In the Commissioners' Plan of 1811, the City planning guide which laid out the famous Manhattan street grid, there is a passage which describes the reason for the selection of certain East-West streets to be two-way, wider and cross from river to river.
Those passages which run at right angles to the avenues are termed streets, and are numbered consecutively from one to one hundred and fifty-five. The northerly side of number one begins at the southern end of Avenue B and terminates in the Bower lane; number one hundred and fifty-five runs from Bussing’s Point to Hudson river, and is the most northern of those which is was thought at all needful to lay out as part of the city of New York, excepting the Tenth avenue, which is continued to Harlem river and strikes it near Kingsbridge.
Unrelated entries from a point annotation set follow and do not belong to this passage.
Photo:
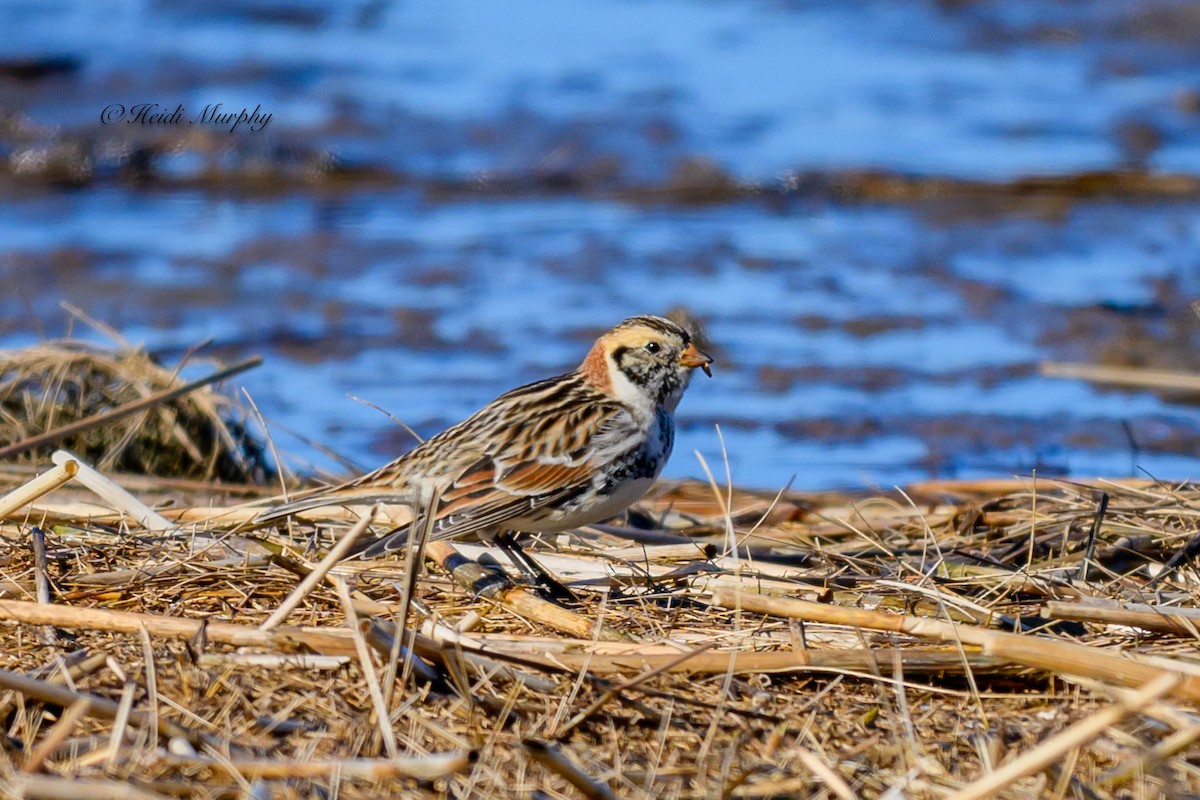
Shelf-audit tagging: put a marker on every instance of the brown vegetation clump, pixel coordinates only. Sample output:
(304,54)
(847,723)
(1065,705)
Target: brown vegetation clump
(199,435)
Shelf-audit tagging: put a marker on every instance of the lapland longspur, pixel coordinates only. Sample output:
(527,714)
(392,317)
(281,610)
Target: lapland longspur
(549,456)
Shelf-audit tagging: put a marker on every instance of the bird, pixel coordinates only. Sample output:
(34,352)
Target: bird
(550,456)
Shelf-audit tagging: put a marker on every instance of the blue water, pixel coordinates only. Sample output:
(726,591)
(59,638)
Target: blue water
(857,343)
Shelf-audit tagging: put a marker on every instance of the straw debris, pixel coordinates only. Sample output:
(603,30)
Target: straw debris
(1006,638)
(51,388)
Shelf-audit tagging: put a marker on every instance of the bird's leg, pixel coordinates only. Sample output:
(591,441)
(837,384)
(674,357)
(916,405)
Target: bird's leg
(547,584)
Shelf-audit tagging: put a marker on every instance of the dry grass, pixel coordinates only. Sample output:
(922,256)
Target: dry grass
(922,644)
(47,386)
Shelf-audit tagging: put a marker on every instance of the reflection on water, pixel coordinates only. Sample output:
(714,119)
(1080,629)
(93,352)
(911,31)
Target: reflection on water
(858,342)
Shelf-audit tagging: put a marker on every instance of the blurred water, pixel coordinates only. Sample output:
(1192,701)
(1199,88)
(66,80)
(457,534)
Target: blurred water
(857,342)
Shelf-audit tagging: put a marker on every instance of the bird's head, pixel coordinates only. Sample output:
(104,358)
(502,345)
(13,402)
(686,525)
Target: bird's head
(645,359)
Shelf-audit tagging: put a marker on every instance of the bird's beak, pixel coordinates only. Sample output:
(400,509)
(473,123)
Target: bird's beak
(694,356)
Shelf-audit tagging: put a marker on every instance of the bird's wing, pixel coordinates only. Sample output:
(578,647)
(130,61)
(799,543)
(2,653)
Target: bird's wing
(553,463)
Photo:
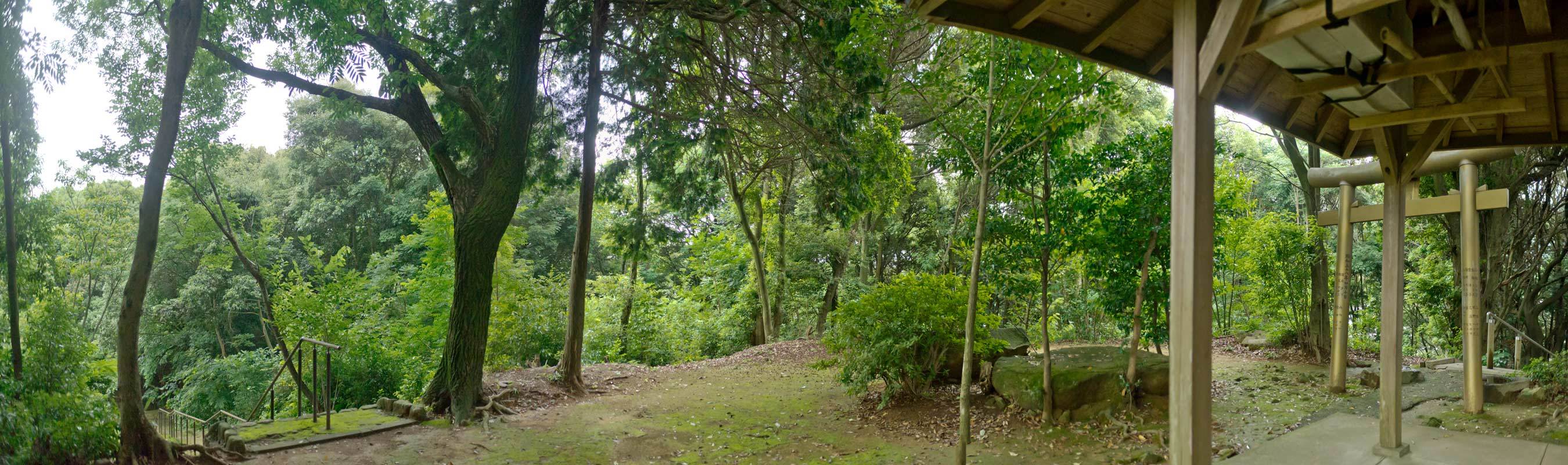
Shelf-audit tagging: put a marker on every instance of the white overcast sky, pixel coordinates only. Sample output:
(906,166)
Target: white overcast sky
(75,115)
These streets are all sixty feet wide except fifteen, which are one hundred feet wide, viz.: Numbers fourteen, twenty-three, thirty-four, forty-two, fifty-seven, seventy-two, seventy-nine, eighty-six, ninety-six, one hundred and six, one hundred and sixteen, one hundred and twenty-five, one hundred and thirty-five, one hundred and forty-five, and one hundred and fifty-five–the block or space between them being in general about two hundred feet.
Untapped Cities recently published an analysis of each of these crossings, noting…
…that there are fifteen major cross streets, almost the same as the number of avenues (16)… ignoring the minor cross streets, you can thus envision Manhattan as roughly a 15 x 15 Cartesian grid, stretched in the uptown-downtown direction because the island is an oblong rectangle.